Estética dos movimentos surrealistas e de contracultura

Surrealismo
A estética do surrealismo é, de certa forma, baseada nos sonhos, pois também apresenta descontinuidades narrativas e visuais, ambiguidade, fragmentação, irracionalidade e até mesmo um certo tom poético, principalmente em suas obras. Todas essas características são moldadas e até mesmo dramatizadas através de uma cobertura abstrata, onde aquilo que é sensorial se sobrepõe ao concreto, dando lugar à fantasia.
Sua estética ousada busca uma realidade absoluta, servindo como uma espécie de “ponte” entre dois mundos, o consciente e o inconsciente. Sensações diferentes nos atingem durante o contexto onírico (dos sonhos) e na vivência diurna, por esses motivos somos capazes de distinguir as diferentes situações, e também pelo fato de que essas manifestações oníricas são dramatizadas, exprimindo os sentimentos de modo visceral e alucinado. E por este motivo também se explica o fato de que os sonhos dificilmente são compreendidos, pois eles não são vistos sob o aspecto racional mas sim de forma subjetiva, onde a emoção se sobrepôs à lógica, dando autonomia ao inconsciente de experimentar toda a sua vivência diurna.
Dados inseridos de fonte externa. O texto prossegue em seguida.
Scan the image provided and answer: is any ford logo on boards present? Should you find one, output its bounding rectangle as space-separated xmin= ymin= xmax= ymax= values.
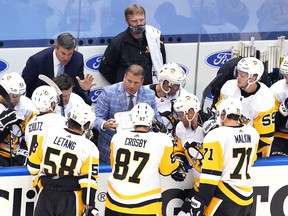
xmin=205 ymin=50 xmax=231 ymax=67
xmin=0 ymin=59 xmax=8 ymax=73
xmin=85 ymin=55 xmax=102 ymax=72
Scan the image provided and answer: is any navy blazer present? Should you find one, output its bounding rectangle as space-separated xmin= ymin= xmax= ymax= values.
xmin=22 ymin=47 xmax=90 ymax=104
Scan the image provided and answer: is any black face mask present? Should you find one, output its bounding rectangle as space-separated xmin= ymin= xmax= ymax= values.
xmin=129 ymin=25 xmax=146 ymax=34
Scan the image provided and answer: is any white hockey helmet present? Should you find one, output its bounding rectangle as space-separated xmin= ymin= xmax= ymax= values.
xmin=237 ymin=57 xmax=264 ymax=81
xmin=217 ymin=97 xmax=242 ymax=116
xmin=158 ymin=62 xmax=186 ymax=87
xmin=131 ymin=103 xmax=155 ymax=126
xmin=173 ymin=93 xmax=200 ymax=115
xmin=31 ymin=85 xmax=58 ymax=112
xmin=68 ymin=102 xmax=96 ymax=130
xmin=0 ymin=72 xmax=26 ymax=95
xmin=280 ymin=56 xmax=288 ymax=75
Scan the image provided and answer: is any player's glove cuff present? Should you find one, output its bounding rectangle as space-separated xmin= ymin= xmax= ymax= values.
xmin=190 ymin=196 xmax=205 ymax=216
xmin=82 ymin=206 xmax=100 ymax=216
xmin=171 ymin=162 xmax=186 ymax=182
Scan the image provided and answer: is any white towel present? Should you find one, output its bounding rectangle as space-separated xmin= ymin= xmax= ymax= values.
xmin=145 ymin=25 xmax=163 ymax=83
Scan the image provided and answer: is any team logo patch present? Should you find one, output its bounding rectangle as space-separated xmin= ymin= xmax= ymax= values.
xmin=178 ymin=64 xmax=189 ymax=75
xmin=0 ymin=59 xmax=8 ymax=73
xmin=85 ymin=55 xmax=102 ymax=72
xmin=205 ymin=50 xmax=231 ymax=68
xmin=89 ymin=88 xmax=103 ymax=103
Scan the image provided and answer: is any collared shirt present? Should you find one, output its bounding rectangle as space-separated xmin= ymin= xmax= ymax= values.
xmin=126 ymin=92 xmax=138 ymax=106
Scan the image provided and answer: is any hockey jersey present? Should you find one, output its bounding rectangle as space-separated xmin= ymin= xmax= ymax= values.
xmin=198 ymin=125 xmax=259 ymax=206
xmin=27 ymin=127 xmax=99 ymax=209
xmin=270 ymin=79 xmax=288 ymax=140
xmin=25 ymin=113 xmax=67 ymax=150
xmin=105 ymin=131 xmax=179 ymax=215
xmin=0 ymin=95 xmax=38 ymax=158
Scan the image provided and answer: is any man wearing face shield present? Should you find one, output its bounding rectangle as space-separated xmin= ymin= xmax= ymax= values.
xmin=99 ymin=4 xmax=166 ymax=85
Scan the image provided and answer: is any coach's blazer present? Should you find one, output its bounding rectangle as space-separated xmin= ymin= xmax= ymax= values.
xmin=22 ymin=47 xmax=89 ymax=102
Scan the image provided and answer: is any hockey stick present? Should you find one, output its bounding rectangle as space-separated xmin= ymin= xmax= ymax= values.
xmin=0 ymin=85 xmax=13 ymax=166
xmin=0 ymin=85 xmax=12 ymax=108
xmin=38 ymin=74 xmax=65 ymax=116
xmin=85 ymin=146 xmax=93 ymax=216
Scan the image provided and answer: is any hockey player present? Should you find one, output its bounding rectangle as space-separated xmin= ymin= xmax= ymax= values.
xmin=147 ymin=62 xmax=187 ymax=135
xmin=174 ymin=93 xmax=216 ymax=213
xmin=105 ymin=103 xmax=186 ymax=216
xmin=0 ymin=72 xmax=37 ymax=166
xmin=188 ymin=98 xmax=259 ymax=216
xmin=270 ymin=56 xmax=288 ymax=156
xmin=27 ymin=103 xmax=99 ymax=216
xmin=25 ymin=85 xmax=66 ymax=152
xmin=216 ymin=57 xmax=275 ymax=157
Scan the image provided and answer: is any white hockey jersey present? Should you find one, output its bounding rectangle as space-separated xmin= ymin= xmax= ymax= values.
xmin=25 ymin=113 xmax=67 ymax=150
xmin=198 ymin=125 xmax=259 ymax=206
xmin=106 ymin=131 xmax=179 ymax=215
xmin=216 ymin=79 xmax=275 ymax=157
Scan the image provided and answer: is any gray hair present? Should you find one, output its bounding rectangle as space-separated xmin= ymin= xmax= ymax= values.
xmin=124 ymin=4 xmax=145 ymax=18
xmin=57 ymin=32 xmax=76 ymax=49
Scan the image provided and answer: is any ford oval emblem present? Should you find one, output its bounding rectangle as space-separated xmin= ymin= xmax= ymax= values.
xmin=205 ymin=50 xmax=231 ymax=67
xmin=178 ymin=64 xmax=189 ymax=75
xmin=89 ymin=88 xmax=103 ymax=103
xmin=85 ymin=55 xmax=102 ymax=72
xmin=0 ymin=59 xmax=8 ymax=73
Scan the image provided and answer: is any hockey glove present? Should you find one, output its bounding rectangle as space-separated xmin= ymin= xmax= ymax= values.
xmin=184 ymin=141 xmax=204 ymax=160
xmin=82 ymin=206 xmax=100 ymax=216
xmin=152 ymin=119 xmax=167 ymax=133
xmin=190 ymin=196 xmax=205 ymax=216
xmin=0 ymin=109 xmax=17 ymax=130
xmin=13 ymin=141 xmax=29 ymax=166
xmin=203 ymin=119 xmax=219 ymax=135
xmin=279 ymin=97 xmax=288 ymax=117
xmin=171 ymin=162 xmax=186 ymax=182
Os surrealistas dizem que a arte deve se libertar da ideia de lógica e razão, e ir além da lógica do cotidiano, sempre buscando expressar o mundo do inconsciente e dos sonhos.
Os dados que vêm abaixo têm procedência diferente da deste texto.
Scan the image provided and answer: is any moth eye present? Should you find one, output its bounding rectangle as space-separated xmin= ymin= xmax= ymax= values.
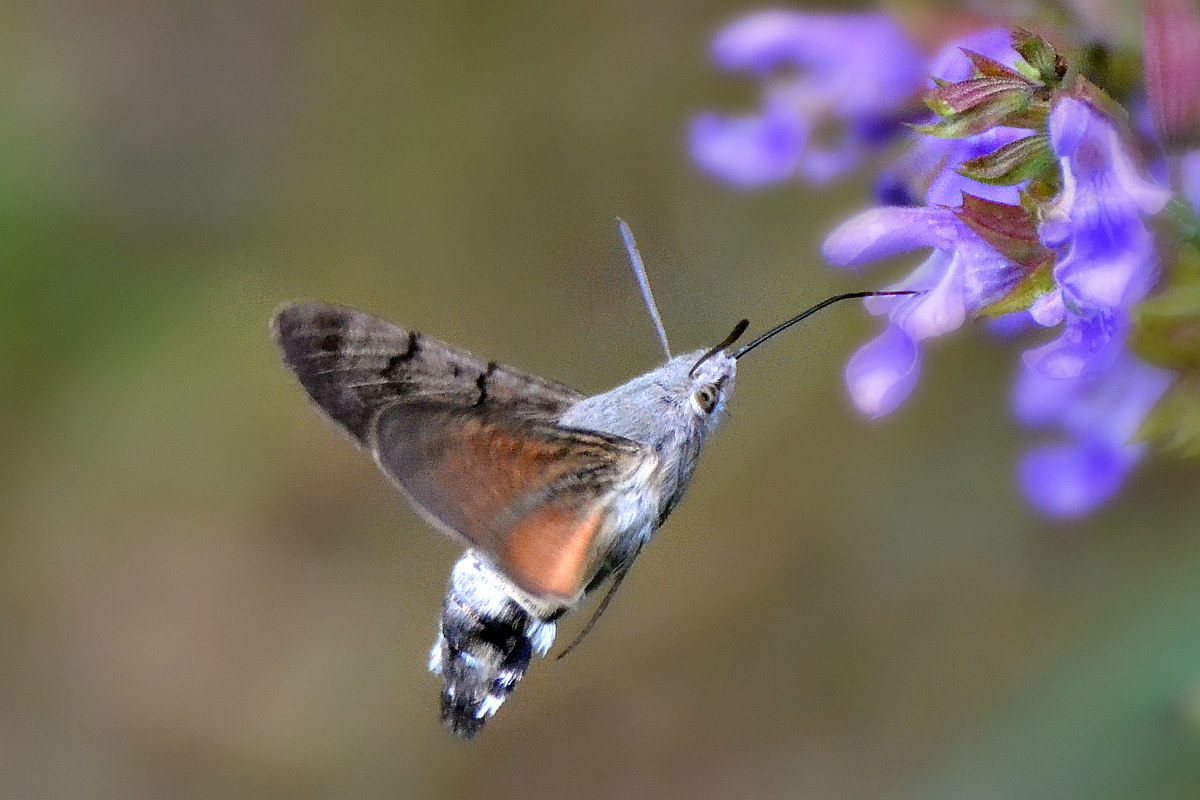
xmin=692 ymin=384 xmax=720 ymax=414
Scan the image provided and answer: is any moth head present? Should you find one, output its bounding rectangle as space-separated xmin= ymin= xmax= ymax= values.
xmin=688 ymin=319 xmax=749 ymax=417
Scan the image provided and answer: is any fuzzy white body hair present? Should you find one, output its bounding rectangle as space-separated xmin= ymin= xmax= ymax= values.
xmin=430 ymin=350 xmax=737 ymax=738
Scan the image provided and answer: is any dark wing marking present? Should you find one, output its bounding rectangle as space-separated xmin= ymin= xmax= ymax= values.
xmin=271 ymin=302 xmax=583 ymax=443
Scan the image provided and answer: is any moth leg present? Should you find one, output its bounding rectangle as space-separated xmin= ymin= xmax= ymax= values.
xmin=430 ymin=549 xmax=563 ymax=739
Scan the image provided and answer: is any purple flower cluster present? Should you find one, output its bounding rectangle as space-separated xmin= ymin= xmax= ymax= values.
xmin=1014 ymin=97 xmax=1172 ymax=516
xmin=691 ymin=11 xmax=925 ymax=187
xmin=691 ymin=12 xmax=1185 ymax=517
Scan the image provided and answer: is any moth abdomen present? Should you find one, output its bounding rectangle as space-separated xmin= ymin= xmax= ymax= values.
xmin=430 ymin=551 xmax=557 ymax=739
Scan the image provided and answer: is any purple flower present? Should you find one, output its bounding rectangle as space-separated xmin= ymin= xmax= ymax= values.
xmin=822 ymin=206 xmax=1022 ymax=417
xmin=876 ymin=28 xmax=1030 ymax=205
xmin=1013 ymin=351 xmax=1174 ymax=517
xmin=1025 ymin=97 xmax=1170 ymax=379
xmin=691 ymin=11 xmax=925 ymax=187
xmin=1013 ymin=97 xmax=1172 ymax=517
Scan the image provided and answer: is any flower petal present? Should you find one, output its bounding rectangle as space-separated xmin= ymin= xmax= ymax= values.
xmin=846 ymin=325 xmax=920 ymax=419
xmin=1020 ymin=441 xmax=1144 ymax=518
xmin=1022 ymin=309 xmax=1128 ymax=380
xmin=691 ymin=113 xmax=808 ymax=187
xmin=821 ymin=206 xmax=959 ymax=266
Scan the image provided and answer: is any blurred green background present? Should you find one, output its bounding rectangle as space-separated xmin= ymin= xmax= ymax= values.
xmin=0 ymin=0 xmax=1200 ymax=799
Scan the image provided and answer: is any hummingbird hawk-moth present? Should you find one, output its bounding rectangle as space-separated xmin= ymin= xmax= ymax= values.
xmin=272 ymin=223 xmax=912 ymax=738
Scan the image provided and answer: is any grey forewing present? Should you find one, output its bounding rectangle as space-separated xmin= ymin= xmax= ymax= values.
xmin=271 ymin=302 xmax=583 ymax=444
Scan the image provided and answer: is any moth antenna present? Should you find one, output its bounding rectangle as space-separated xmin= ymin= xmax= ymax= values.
xmin=688 ymin=319 xmax=750 ymax=378
xmin=556 ymin=567 xmax=629 ymax=661
xmin=619 ymin=217 xmax=671 ymax=359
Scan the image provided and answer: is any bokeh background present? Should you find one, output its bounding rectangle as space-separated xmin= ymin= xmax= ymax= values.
xmin=7 ymin=0 xmax=1200 ymax=800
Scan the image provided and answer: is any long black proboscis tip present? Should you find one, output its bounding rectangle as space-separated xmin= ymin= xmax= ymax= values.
xmin=733 ymin=289 xmax=923 ymax=359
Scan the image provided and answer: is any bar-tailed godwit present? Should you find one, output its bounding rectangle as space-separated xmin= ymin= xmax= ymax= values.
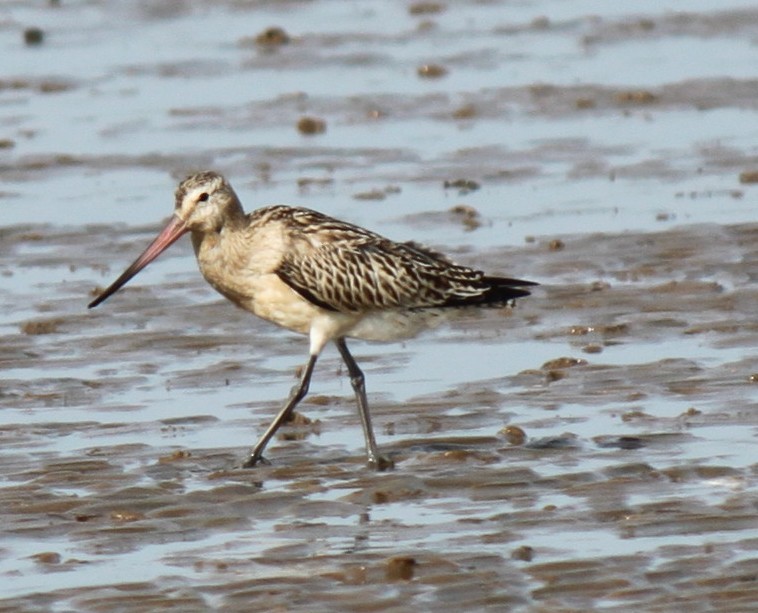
xmin=89 ymin=172 xmax=536 ymax=470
A estética surrealista é baseada na “quebra dos padrões”, já que foi além da simples reprodução da realidade. Esse movimento pregava que a expressão artística deveria se referir aos modelos internos do homem, não sendo condicionado por movimentos culturais. Para que esse modelo fosse atingido, os surrealistas propuseram uma série de técnicas com o intuito de deixar livre o potencial imaginativo e criativo do subconsciente.
Em suma, a estética desse movimento é baseada na representação da natureza de forma hostil, os seguidores do movimento são influenciados pela psicanálise de Freud, sobressaindo tudo aquilo que é considerado inconsciente, e ignorando o consciente. E o principal representante abstrato desse movimento é o “sonho”, propriamente dito.

Contracultura
Motivados pelo sonho de liberdade e combate à repressão político-social, os jovens buscavam novos espaços em meio a essas grandes emoções. E eles acabaram criando uma construção estética que ecoava como um modismo, e que facilita o entendimento das relações sociais e os desejos dos jovens naquela época.
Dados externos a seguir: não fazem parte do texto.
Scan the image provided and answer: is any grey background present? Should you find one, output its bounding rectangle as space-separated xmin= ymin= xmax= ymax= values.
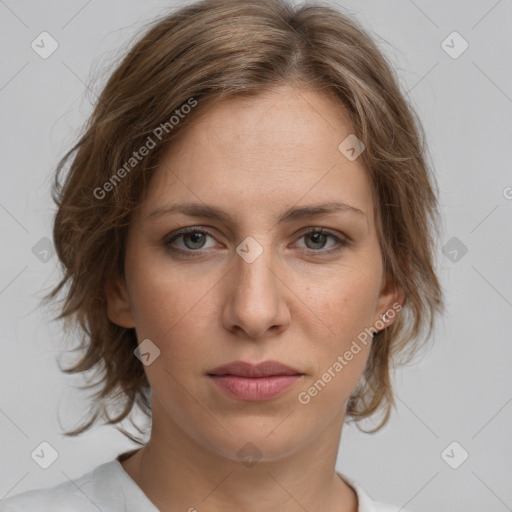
xmin=0 ymin=0 xmax=512 ymax=512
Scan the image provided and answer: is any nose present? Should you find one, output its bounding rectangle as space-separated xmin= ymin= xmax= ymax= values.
xmin=223 ymin=242 xmax=293 ymax=339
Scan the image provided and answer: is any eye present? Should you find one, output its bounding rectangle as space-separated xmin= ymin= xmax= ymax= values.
xmin=164 ymin=227 xmax=350 ymax=258
xmin=165 ymin=227 xmax=213 ymax=253
xmin=299 ymin=228 xmax=349 ymax=254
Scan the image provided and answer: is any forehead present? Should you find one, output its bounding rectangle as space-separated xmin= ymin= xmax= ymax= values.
xmin=141 ymin=85 xmax=373 ymax=226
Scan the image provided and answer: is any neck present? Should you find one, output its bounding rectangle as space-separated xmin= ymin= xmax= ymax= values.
xmin=121 ymin=400 xmax=357 ymax=512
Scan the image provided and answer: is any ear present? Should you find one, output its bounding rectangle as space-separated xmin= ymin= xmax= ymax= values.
xmin=372 ymin=275 xmax=405 ymax=330
xmin=104 ymin=276 xmax=135 ymax=328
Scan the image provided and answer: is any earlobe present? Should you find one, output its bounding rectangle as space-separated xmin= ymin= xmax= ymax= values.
xmin=104 ymin=276 xmax=135 ymax=328
xmin=375 ymin=279 xmax=405 ymax=330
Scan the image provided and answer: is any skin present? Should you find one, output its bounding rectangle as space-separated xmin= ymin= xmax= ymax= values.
xmin=106 ymin=85 xmax=403 ymax=512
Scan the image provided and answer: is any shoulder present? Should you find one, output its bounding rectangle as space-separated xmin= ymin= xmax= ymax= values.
xmin=0 ymin=462 xmax=124 ymax=512
xmin=338 ymin=472 xmax=414 ymax=512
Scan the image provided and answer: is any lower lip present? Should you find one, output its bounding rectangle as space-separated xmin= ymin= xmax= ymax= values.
xmin=210 ymin=375 xmax=302 ymax=402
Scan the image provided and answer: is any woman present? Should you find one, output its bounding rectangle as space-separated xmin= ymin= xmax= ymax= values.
xmin=0 ymin=0 xmax=443 ymax=512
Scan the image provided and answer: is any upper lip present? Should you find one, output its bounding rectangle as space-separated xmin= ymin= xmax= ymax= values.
xmin=208 ymin=361 xmax=303 ymax=377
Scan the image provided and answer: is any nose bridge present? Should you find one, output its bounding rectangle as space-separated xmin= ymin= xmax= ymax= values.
xmin=228 ymin=236 xmax=286 ymax=337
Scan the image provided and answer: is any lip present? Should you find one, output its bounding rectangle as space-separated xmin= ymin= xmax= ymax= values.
xmin=208 ymin=361 xmax=304 ymax=402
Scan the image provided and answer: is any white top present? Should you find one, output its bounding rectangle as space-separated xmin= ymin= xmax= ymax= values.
xmin=0 ymin=454 xmax=407 ymax=512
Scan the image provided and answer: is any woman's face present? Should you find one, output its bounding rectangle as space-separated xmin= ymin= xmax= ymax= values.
xmin=107 ymin=85 xmax=400 ymax=460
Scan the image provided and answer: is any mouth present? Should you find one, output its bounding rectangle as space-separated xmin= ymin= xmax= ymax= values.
xmin=207 ymin=361 xmax=304 ymax=402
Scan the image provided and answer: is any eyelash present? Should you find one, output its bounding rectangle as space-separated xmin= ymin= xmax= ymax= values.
xmin=164 ymin=227 xmax=350 ymax=258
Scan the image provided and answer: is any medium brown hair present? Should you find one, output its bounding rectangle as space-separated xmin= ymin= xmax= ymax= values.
xmin=45 ymin=0 xmax=444 ymax=444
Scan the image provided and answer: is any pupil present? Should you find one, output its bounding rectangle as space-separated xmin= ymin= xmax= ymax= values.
xmin=188 ymin=233 xmax=203 ymax=249
xmin=310 ymin=233 xmax=326 ymax=249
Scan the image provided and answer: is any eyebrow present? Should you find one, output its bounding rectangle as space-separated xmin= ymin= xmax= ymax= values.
xmin=147 ymin=201 xmax=366 ymax=223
Os jovens queriam mudar o mundo, e em todo lugar surgiam movimentos que afetariam a sociedade de uma maneira irreversível, iniciando-se pela negação dos valores norte-americanos e se expandindo para outros continentes.
Incitados pela negação dos valores, surge o movimento hippie, criado por jovens que vivem a adversidade pregada pela cultura do lugar em que vivem. Um exemplo clássico são os americanos que, por exemplo, cortavam o cabelo rente, semelhante ao militar, os hippies faziam completamente ao contrário, cultuando o cabelo comprido, despenteado, e a barba não podia faltar. E não era só o cabelo ou a barba que traziam grandes mudanças, a forma de se vestir, utilizando brim e sandálias (contrapondo-se ao terno e a gravata), o costume de não tomar banhos frequentes, e o uso de maconha e ácidos também sinalizava uma grande adversidade com relação ao americano comum daquela época.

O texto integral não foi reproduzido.